1. Table of Acceptance Criteria and the Reported Device Performance

• Each level contains 14 analytes (Acetaminophen, Amikacin, Carbamazepine, Digoxin, Gentamicin, Methotrexate, Phenobarbital, Phenytoin, Quinidine, Salicylate, Theophylline, Tobramycin, Valoroic Acid and Vancomycin).
• The five levels "demonstrate a linear relationship to each other for their respective analytes, reagents, and instruments." |
  | Reconstituted Stability | Maintain analyte stability for a specified period after reconstitution when stored under defined conditions. | 5 days when stored tightly capped at 2 - 8° C. |
  | Shelf Life | Maintain stability for a specified period when stored unopened under defined conditions. | Two years when stored unopened at 2 - 8° C. (Note: Real-time studies are ongoing to support this claim). |
  | Linearity | The five levels (A-E) should demonstrate a linear relationship for the specified analytes. | Levels A-E "demonstrate a linear relationship to each other for their respective analytes, reagents, and instruments." Levels B-D are related by linear dilution of Level A and Level E. |

2. Data Provenance for Performance Evaluation:

• Test Set (for performance demonstration of stability and linearity): The document states "All supporting data is retained on file at Aalto Scientific, Ltd." This implies the data originates from internal studies conducted by the manufacturer.
• Country of Origin: United States (Aalto Scientific, Ltd. is located in Carlsbad, CA).
• Retrospective or Prospective: Stability studies are typically prospective, meaning the product is manufactured and then monitored over time according to a predefined protocol. Linearity verification would also be a prospective test using the manufactured material.
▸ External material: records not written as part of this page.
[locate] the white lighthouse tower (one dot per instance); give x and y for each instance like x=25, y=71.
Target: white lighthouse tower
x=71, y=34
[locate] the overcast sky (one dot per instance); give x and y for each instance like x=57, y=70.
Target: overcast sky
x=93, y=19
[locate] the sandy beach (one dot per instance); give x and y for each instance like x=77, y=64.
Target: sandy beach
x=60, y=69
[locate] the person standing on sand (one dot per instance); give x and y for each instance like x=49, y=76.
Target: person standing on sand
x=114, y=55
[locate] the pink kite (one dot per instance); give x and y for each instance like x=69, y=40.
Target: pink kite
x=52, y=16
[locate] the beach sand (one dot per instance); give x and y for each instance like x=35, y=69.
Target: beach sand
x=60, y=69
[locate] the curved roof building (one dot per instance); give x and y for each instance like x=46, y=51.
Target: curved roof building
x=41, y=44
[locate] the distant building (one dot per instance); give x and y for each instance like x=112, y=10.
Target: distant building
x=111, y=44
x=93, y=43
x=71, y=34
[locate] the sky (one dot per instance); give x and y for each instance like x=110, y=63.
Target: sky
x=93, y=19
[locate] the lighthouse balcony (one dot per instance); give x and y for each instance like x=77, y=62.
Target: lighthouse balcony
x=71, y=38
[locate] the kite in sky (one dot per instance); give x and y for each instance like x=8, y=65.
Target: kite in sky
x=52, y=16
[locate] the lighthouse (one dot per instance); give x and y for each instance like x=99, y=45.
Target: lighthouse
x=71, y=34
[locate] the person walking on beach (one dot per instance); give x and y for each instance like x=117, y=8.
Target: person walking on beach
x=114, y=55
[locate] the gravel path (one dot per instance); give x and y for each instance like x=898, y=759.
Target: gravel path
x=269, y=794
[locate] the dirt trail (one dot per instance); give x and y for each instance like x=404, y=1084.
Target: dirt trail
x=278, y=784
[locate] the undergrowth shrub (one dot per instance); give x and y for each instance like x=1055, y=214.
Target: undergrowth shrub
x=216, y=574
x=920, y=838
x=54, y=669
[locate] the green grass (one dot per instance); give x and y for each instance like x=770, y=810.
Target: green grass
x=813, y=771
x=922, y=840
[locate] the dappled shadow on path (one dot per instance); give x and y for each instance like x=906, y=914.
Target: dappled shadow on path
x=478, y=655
3. Study Proving Acceptance Criteria:

The document explicitly mentions:

• "Stability studies have been performed to determine the reconstituted stability and shelf life for the Audit™ MicroCV™ Therapeutic Drug (TDM) Linearity Set."
• These studies prove the device meets the Reconstituted Stability and Shelf Life acceptance criteria.
• The "linear relationship" of the five levels is a fundamental characteristic of the device's design and is presumably verified during development and quality control testing, fulfilling the Linearity criterion.

6. Standalone Performance:

Yes, the performance claims (stability, linearity for TDM methods) are for the algorithm/device only, in the sense that the physical control material itself has these properties, independent of human interpretation or assistance in its function as a control. It is a standalone diagnostic reagent used to evaluate other analytical systems.

9. How the Ground Truth for the Training Set (or rather, the Reference Values for the QCM) was Established:

While there is no "training set" in the AI sense, the concentrations and intended linear relationship of the analytes within the QCM are established during its manufacturing process. This involves:

• Formulation and Dilution: Levels B-D are created by linear dilution of Level A and Level E. This precise formulation establishes the expected "linear ground truth" for calibration verification.
• Master Lot Testing/Value Assignment: For quality control materials, reference methods and/or highly characterized instruments are used to assign target values to each analyte in each level. This process establishes the expected 'ground truth' values against which user instruments can be calibrated and verified. The document does not detail this specific process but it is standard for QCM manufacturing.